What you’ve presented is a deeply biased opinion piece, and it wears this immense bias on its sleeve. It fearmongers that thinking about cats as killing wildlife could cause “extremism” (it then cites as its lone example a man who suggested banning cats in New Zealand; soooo scary). It cites some organization called “Alley Cat Allies” who call it extremely biased with ostensibly zero credentials. They cite lobbyist and serial sexual harasser Wayne Pacelle formerly of the Humane Society who questions the methodology but even concedes: “We don’t quarrel with the conclusion that the impact is big.” And lastly, King herself does her own analysis on this meta-analysis’ methodology despite being – I emphasize – a professor of anthropology with no background in this field.
So your article has no one familiar with this field who could challenge if these statistical assumptions are actually reasonable. And here, given the authors are experts (and absent some published literature rebutting this in the 12 years since), I have no reason to believe their methodology would be so off as to meaningfully change the idea that “outdoor cats” are severely problematic.
The first source I use is just a scientific article. That’s it.
The third source is just a scientific article. That’s it.
The second source that I use to cite “dozens of extinctions” is quite emotionally charged, but here’s where that’s different: I could find a billion sources more credible than that NYT article about the dozens upon dozens of species who’ve met their end thanks to the domestic cat. These sources would give it an unemotional, academic treatment, yet I like how the NYT piece is narratively engaging rather than dry-ass “X et al. reported…”

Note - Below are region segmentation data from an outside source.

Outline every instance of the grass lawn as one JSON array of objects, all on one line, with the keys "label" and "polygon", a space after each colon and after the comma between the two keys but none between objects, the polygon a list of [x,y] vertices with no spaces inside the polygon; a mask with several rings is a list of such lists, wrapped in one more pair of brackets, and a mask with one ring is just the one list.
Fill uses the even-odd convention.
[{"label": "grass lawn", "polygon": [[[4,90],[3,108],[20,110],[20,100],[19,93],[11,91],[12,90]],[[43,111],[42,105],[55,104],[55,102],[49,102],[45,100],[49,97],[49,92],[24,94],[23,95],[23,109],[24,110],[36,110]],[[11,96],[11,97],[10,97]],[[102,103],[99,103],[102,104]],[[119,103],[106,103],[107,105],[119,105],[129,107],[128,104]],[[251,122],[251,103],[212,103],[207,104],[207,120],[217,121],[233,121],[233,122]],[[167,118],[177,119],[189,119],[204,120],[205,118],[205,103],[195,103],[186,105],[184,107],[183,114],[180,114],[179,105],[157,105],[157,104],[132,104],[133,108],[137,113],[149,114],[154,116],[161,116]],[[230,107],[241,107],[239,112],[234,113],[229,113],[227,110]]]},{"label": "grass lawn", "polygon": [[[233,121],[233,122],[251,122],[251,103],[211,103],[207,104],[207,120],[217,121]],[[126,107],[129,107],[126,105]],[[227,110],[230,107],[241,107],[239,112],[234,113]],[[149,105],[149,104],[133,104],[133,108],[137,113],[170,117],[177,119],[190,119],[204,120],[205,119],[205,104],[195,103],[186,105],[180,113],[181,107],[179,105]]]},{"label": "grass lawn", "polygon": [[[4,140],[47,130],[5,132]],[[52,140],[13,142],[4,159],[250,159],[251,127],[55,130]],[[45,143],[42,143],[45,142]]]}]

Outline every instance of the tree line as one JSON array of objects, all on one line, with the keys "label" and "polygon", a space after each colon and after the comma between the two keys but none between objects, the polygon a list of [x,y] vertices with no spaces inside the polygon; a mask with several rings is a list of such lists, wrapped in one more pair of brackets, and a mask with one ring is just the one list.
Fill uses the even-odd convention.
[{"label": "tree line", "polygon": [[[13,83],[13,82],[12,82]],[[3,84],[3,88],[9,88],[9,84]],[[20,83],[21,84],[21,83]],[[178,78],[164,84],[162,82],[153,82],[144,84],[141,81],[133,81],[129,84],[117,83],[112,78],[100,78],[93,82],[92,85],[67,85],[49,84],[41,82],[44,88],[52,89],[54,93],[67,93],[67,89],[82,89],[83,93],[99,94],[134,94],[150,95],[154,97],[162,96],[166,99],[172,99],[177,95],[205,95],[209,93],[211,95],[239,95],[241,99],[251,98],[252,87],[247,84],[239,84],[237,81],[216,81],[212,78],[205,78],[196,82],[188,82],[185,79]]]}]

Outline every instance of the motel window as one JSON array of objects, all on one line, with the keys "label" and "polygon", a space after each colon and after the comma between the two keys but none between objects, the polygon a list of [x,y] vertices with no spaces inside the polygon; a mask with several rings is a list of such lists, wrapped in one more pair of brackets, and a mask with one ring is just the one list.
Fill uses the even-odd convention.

I used scientific sources for (1) and (3) because those are claims people might actually think to contest. Moreover, the NYT doesn’t let itself slip into using garbage sources for the sake of its narrative. I could replace this source in two minutes, and then your argument about emotionally charged imagery would dissolve.
The reason I care so much about King’s massive bias in that article is because that bias is reflected in how absolutely egregious her sources are. She seems to genuinely not care how factual what she’s saying is as long as it conforms to her personal feelings, and so she turns it into assembling literally every source she can possibly find no matter how obscenely flimsy. She’s grasping at straws the entire article.
Those numbers are suspect. https://www.npr.org/sections/13.7/2013/02/03/170851048/do-we-really-know-that-cats-kill-by-the-billions-not-so-fast and probably are a majority unowned cats. It’s not important to make sure your cat is spayed or neutered than making sure it stays indoors.
What you’ve presented is a deeply biased opinion piece, and it wears this immense bias on its sleeve. It fearmongers that thinking about cats as killing wildlife could cause “extremism” (it then cites as its lone example a man who suggested banning cats in New Zealand; soooo scary). It cites some organization called “Alley Cat Allies” who call it extremely biased with ostensibly zero credentials. They cite lobbyist and serial sexual harasser Wayne Pacelle formerly of the Humane Society who questions the methodology but even concedes: “We don’t quarrel with the conclusion that the impact is big.” And lastly, King herself does her own analysis on this meta-analysis’ methodology despite being – I emphasize – a professor of anthropology with no background in this field.
So your article has no one familiar with this field who could challenge if these statistical assumptions are actually reasonable. And here, given the authors are experts (and absent some published literature rebutting this in the 12 years since), I have no reason to believe their methodology would be so off as to meaningfully change the idea that “outdoor cats” are severely problematic.
I want you to know that I read through and appreciate this in depth write up and critique of the previous person’s source/citation.
Mine was a deeply biased opinion piece, and yours weren’t full of emotionally charged imagery and language? OK
Here’s the key:
I used scientific sources for (1) and (3) because those are claims people might actually think to contest. Moreover, the NYT doesn’t let itself slip into using garbage sources for the sake of its narrative. I could replace this source in two minutes, and then your argument about emotionally charged imagery would dissolve.
The reason I care so much about King’s massive bias in that article is because that bias is reflected in how absolutely egregious her sources are. She seems to genuinely not care how factual what she’s saying is as long as it conforms to her personal feelings, and so she turns it into assembling literally every source she can possibly find no matter how obscenely flimsy. She’s grasping at straws the entire article.